Formato: Online Artículo Texto
Lenguaje:English
Publicado: SAGE Publications 2019
Materias:
Acceso en línea:https://www.ncbi.nlm.nih.gov/pmc/articles/PMC7219926/
https://www.ncbi.nlm.nih.gov/pubmed/32440600
http://dx.doi.org/10.1177/2470547019873663
Descripción
Sumario:BACKGROUND: Brainstem and midbrain neuronal circuits that control innate, reflexive responses and arousal are increasingly recognized as central to the neurobiological framework of post-traumatic stress disorder (PTSD). The reticular activation system represents a fundamental neuronal circuit that plays a critical role not only in generating arousal but also in coordinating innate, reflexive responding. Accordingly, the present investigation aims to characterize the resting state functional connectivity of the reticular activation system in PTSD and its dissociative subtype. METHODS: We investigated patterns of resting state functional connectivity of a central node of the reticular activation system, namely, the pedunculopontine nuclei, among individuals with PTSD (n = 77), its dissociative subtype (PTSD+DS; n = 48), and healthy controls (n = 51).
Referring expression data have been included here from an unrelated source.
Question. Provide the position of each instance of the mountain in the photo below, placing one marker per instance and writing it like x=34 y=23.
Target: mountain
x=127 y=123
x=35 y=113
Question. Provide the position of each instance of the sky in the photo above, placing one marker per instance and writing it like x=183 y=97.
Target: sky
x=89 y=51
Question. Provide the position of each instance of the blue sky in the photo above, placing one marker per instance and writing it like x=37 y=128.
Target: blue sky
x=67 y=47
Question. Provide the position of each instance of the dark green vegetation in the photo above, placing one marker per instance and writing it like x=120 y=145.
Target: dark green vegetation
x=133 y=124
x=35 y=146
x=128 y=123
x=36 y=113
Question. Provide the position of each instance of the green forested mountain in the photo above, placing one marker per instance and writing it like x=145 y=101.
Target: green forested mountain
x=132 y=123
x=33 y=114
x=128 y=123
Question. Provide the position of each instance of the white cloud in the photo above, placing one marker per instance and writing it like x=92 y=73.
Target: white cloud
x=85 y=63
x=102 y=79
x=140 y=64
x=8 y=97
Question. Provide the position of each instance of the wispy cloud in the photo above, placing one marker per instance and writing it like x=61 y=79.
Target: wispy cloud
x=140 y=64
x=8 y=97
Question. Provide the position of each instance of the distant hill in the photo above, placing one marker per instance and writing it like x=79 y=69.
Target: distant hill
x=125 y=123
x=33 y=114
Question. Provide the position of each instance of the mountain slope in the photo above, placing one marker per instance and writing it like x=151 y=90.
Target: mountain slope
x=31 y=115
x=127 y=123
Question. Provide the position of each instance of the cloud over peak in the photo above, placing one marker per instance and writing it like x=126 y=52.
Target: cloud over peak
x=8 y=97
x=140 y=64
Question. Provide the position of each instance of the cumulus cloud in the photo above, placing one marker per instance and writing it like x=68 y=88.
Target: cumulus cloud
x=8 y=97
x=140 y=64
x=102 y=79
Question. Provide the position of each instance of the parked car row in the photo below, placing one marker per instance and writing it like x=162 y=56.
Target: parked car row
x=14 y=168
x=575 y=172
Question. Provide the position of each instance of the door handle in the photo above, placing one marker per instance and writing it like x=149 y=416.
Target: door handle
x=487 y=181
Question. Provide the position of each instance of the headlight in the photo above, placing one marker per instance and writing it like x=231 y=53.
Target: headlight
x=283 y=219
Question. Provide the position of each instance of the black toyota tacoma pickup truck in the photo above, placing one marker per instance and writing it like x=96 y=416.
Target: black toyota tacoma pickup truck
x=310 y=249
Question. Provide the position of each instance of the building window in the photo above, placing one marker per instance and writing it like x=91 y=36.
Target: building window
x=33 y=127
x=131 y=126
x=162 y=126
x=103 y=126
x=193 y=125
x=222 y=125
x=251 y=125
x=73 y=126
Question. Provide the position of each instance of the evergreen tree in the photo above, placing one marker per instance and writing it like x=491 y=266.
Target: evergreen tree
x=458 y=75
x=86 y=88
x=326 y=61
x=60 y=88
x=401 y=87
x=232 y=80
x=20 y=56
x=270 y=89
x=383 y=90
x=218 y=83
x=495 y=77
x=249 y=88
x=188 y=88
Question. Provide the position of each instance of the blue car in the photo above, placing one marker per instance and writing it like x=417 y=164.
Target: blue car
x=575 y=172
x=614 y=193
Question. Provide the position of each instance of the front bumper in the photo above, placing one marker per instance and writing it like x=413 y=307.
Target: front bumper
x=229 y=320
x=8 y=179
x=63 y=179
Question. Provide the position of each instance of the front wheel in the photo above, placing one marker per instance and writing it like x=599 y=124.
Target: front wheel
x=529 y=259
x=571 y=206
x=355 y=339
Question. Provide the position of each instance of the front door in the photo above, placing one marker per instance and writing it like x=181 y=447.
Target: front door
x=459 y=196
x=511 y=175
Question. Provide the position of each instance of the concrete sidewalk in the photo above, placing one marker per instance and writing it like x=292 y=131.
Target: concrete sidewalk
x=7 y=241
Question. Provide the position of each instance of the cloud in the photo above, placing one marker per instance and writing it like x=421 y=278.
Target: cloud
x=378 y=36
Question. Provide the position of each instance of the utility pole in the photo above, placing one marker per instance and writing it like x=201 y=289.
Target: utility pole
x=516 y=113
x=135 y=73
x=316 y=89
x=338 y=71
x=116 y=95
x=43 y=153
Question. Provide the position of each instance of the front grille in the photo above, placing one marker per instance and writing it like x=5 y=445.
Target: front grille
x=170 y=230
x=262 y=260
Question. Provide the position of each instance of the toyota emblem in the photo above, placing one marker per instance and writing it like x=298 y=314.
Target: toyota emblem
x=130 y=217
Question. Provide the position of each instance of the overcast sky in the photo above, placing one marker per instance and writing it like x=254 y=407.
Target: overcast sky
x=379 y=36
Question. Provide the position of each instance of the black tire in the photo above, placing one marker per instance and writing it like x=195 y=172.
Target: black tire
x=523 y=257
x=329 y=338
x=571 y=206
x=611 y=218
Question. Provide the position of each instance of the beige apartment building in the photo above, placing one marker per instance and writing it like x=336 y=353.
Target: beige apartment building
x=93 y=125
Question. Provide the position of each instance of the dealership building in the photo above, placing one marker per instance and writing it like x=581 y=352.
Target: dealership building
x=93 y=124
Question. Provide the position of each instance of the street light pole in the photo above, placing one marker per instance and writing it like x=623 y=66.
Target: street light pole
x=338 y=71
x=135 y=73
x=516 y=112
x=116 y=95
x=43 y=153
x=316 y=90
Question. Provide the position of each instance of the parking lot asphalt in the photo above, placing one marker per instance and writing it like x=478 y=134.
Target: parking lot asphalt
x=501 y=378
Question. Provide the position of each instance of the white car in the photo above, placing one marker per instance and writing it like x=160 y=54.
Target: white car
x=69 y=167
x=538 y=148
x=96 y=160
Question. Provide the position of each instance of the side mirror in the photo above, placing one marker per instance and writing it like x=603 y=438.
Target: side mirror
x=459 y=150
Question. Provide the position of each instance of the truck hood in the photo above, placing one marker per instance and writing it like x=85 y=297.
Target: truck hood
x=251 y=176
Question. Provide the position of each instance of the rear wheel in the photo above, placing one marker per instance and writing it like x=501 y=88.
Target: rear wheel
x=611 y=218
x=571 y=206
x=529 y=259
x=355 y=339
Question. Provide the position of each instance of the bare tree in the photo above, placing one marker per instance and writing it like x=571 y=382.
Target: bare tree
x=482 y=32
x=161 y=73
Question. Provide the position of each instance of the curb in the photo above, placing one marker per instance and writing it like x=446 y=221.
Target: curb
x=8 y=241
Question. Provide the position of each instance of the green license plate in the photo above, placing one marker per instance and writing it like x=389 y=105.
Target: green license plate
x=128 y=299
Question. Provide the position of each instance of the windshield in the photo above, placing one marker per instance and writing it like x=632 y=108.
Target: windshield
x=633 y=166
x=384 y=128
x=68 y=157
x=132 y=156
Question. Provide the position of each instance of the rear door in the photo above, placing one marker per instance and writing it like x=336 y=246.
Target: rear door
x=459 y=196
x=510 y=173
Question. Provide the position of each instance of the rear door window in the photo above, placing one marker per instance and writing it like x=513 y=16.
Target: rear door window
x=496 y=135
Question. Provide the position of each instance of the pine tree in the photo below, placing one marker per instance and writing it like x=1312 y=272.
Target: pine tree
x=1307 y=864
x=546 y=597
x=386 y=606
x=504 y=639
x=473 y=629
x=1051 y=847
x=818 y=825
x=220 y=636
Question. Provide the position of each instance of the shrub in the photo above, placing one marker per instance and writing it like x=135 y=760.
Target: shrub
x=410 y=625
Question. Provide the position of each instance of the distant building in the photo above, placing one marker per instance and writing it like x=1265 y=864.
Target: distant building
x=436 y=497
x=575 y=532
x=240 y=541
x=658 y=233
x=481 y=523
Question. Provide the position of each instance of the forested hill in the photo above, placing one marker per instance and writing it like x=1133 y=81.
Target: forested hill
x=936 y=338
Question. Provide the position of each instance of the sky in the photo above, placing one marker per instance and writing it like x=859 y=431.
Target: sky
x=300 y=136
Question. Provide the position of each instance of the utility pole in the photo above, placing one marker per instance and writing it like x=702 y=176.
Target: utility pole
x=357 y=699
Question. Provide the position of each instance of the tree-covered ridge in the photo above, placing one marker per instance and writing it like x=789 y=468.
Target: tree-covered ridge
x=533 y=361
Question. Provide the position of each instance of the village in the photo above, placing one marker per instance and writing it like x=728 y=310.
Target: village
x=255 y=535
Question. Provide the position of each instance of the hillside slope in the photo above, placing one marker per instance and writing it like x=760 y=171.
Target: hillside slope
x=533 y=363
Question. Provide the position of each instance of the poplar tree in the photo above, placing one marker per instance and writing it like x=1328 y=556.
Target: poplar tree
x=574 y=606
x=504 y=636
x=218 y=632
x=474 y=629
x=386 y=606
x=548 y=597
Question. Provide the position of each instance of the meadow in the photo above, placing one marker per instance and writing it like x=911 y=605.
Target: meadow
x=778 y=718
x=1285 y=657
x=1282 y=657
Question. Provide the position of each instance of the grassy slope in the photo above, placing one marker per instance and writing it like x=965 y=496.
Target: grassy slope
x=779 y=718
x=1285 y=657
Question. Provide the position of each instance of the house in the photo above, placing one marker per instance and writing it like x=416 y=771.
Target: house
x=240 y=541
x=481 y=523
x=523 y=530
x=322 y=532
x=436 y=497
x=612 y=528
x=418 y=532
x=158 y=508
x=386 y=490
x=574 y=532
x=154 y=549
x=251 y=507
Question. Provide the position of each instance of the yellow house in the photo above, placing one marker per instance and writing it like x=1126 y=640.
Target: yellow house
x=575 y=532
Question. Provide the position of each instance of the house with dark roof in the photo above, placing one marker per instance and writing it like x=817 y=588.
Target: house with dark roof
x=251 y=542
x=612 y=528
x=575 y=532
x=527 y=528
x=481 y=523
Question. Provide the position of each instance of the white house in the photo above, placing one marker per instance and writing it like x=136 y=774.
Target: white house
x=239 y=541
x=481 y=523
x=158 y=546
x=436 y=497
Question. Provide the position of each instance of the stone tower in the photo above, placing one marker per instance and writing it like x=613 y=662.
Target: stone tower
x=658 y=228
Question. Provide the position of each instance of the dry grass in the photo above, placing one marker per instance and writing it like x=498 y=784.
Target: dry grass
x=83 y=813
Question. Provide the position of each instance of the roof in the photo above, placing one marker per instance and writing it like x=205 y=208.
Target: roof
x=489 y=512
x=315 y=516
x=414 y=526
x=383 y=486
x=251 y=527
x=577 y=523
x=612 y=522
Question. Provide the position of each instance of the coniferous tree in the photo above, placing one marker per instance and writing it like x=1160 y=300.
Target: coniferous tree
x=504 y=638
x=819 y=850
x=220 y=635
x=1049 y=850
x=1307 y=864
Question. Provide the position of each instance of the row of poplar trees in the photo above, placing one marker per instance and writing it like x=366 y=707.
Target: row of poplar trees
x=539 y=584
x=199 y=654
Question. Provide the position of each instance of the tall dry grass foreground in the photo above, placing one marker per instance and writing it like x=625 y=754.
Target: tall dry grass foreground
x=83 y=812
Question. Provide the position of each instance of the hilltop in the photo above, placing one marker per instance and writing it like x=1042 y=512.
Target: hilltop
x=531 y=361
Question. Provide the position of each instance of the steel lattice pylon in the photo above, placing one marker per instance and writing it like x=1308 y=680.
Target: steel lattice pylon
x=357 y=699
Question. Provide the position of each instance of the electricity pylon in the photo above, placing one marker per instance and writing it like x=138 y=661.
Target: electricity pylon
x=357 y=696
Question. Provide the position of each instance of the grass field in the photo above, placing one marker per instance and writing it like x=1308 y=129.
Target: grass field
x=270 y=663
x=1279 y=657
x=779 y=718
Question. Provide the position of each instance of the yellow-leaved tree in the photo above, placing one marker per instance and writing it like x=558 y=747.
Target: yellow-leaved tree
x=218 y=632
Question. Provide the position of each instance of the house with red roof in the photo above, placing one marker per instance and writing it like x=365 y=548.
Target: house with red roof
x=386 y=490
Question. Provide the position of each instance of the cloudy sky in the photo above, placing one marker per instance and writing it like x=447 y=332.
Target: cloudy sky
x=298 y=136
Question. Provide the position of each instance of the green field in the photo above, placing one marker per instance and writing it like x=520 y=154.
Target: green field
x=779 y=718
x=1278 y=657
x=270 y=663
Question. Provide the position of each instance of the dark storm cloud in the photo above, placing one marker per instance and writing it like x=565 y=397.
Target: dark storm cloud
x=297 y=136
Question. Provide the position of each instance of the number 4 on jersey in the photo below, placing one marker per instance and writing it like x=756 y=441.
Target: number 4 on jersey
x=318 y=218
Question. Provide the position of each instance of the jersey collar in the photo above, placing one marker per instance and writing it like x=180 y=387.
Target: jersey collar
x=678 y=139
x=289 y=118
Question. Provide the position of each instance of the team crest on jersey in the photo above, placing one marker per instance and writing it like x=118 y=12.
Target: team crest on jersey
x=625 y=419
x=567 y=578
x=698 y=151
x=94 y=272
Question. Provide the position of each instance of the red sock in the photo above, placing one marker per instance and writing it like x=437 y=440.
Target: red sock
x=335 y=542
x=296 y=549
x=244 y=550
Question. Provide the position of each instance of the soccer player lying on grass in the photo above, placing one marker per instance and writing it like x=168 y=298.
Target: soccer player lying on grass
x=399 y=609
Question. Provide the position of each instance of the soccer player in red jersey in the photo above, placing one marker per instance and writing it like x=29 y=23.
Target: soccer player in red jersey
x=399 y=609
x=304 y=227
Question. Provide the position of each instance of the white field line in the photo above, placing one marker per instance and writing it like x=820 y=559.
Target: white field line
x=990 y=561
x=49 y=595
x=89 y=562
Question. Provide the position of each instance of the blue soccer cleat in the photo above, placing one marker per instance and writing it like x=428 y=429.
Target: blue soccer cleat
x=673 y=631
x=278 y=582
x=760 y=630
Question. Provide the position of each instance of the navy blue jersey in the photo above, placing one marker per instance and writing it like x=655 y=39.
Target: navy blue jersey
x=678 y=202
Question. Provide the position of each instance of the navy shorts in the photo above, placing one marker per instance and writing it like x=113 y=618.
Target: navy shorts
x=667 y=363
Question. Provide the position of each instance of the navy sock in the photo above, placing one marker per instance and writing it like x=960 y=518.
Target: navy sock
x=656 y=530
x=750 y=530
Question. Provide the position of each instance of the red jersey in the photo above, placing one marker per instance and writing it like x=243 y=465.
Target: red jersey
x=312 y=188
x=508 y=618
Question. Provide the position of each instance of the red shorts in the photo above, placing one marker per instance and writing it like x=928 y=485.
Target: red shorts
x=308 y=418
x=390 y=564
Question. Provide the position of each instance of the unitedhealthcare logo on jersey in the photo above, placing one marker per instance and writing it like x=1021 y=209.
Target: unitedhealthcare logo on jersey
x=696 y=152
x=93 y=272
RESULTS: Participants with PTSD and PTSD+DS were characterized by within-group pedunculopontine nuclei resting state functional connectivity to brain regions involved in innate threat processing and arousal modulation (i.e., midbrain, amygdala, ventromedial prefrontal cortex). Critically, this pattern was most pronounced in individuals with PTSD+DS, as compared to both control and PTSD groups. As compared to participants with PTSD and controls, individuals with PTSD+DS showed enhanced pedunculopontine nuclei resting state functional connectivity to the amygdala and the parahippocampal gyrus as well as to the anterior cingulate and the ventromedial prefrontal cortex. No group differences emerged between PTSD and control groups. In individuals with PTSD+DS, state derealization/depersonalization was associated with reduced resting state functional connectivity between the left pedunculopontine nuclei and the anterior nucleus of the thalamus. Altered connectivity in these regions may restrict the thalamo-cortical transmission necessary to integrate internal and external signals at a cortical level and underlie, in part, experiences of depersonalization and derealization. CONCLUSIONS: The present findings extend the current neurobiological model of PTSD and provide emerging evidence for the need to incorporate brainstem structures, including the reticular activation system, into current conceptualizations of PTSD and its dissociative subtype.